Il santuario, un complesso straordinario
Il complesso architettonico, altre alla chiesa principale, ingrandita agli inizi del XX secolo e che si presenta a tre navate divise da imponenti colonne in pietra, comprende la cappella di San Bartolomeo e il campanile. Questi ultimi sono a se stanti, mentre al corpo principale si legano le altre strutture che un tempo ospitavano i pellegrini. La storia che avvolge il santuario è intensa. Ne sarebbe conferma nel fatto che, come anticipato, già i Saraceni riconobbero la montagna come dimora di ‘un idolo’. Gli studi affrontati nel corso del tempo rivelano che sulla vetta del monte anticamente esisteva un luogo di culto pagano, successivamente cristianizzato e convertito alla memoria della Vergine Maria ad opera dei monaci Italo-Greci intorno al X secolo. I monaci provenienti dalle aree meridionali si erano spostati verso il Cilento e inconfutabile conferma sarebbe l’immagine stessa della Madonna che richiama chiaramente le caratteristiche dell’iconografia bizantina.
Un santuario tra Angeli e cavalieri
Una delle più popolari leggende che avvolge il santuario racconta di due cavalieri, uno cristiano e uno pagano, giunsero sulla montagna dinanzi alla chiesa. Uno dei fantini fece ingresso nel tempio, mentre l’altro rimase fuori non ritenendo la Madonna meritevole del suo rispetto. All’improvviso il suo cavallo s’imbizzarrì e intraprese una folle corsa. Quando fu in procinto di cadere dal dirupo l’uomo invocò la Madonna. Il cavallo cessò la sua marcia su una roccia chiamata oggi ‘ciampa di cavallo’. Per ringraziamento il cavaliere si convertì. Sono tante le storie che trasudano sulla montagna. Alcune hanno una genesi così antica che ormai sono difficili da raccontare, ma altre conservano ancora la loro spontanea genuinità.

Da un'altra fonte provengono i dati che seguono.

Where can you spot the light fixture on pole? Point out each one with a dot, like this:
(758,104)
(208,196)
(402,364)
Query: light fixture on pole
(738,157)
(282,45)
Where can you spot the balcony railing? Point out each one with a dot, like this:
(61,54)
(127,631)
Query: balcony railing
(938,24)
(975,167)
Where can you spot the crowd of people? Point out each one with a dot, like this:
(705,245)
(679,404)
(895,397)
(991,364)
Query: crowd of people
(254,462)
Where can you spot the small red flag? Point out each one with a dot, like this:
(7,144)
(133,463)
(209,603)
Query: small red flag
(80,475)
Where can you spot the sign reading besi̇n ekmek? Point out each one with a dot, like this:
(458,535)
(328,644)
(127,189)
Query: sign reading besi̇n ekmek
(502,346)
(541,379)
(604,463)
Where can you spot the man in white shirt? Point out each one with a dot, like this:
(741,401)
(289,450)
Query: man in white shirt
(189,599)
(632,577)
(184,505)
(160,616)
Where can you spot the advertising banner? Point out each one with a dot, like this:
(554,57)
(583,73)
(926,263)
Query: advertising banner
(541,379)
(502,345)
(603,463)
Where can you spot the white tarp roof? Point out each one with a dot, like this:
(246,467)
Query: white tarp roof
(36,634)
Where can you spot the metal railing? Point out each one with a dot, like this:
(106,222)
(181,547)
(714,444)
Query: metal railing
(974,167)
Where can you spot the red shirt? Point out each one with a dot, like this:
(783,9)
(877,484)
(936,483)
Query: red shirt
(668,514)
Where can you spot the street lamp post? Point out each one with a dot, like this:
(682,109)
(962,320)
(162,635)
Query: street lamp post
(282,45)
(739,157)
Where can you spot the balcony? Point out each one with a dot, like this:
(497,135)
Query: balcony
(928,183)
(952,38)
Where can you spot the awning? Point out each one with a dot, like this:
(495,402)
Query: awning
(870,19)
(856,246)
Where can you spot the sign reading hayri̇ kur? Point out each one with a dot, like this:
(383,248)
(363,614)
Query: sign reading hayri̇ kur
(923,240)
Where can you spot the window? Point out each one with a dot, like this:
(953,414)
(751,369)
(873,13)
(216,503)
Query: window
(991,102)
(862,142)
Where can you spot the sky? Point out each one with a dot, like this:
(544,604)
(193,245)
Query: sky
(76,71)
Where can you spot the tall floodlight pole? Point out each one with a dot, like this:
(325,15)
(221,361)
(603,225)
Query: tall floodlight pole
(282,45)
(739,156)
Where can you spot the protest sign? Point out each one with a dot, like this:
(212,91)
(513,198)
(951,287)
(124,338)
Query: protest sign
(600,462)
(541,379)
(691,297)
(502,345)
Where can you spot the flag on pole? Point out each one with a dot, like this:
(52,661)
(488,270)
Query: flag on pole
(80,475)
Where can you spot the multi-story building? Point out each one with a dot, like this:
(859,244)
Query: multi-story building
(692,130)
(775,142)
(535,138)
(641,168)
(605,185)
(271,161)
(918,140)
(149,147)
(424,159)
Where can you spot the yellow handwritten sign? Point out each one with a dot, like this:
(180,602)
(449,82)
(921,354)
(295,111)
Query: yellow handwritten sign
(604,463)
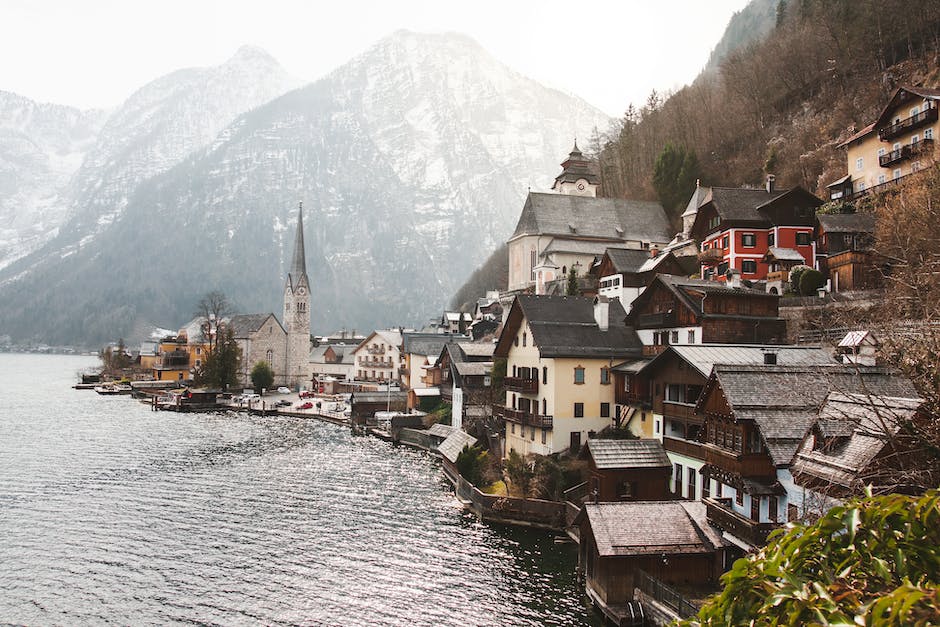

Si racconta, infatti, che a fondare il santuario siano stati alcuni pastori di Novi. A conclusione del racconto pare che una voce dall’alto disse loro Questo luogo è santo ed è stato consacrato dagli Angeli.
Domenica 11 ottobre 2020, la Santa Messa di chiusura sarà celebrata dal Vescovo alle ore 12:00.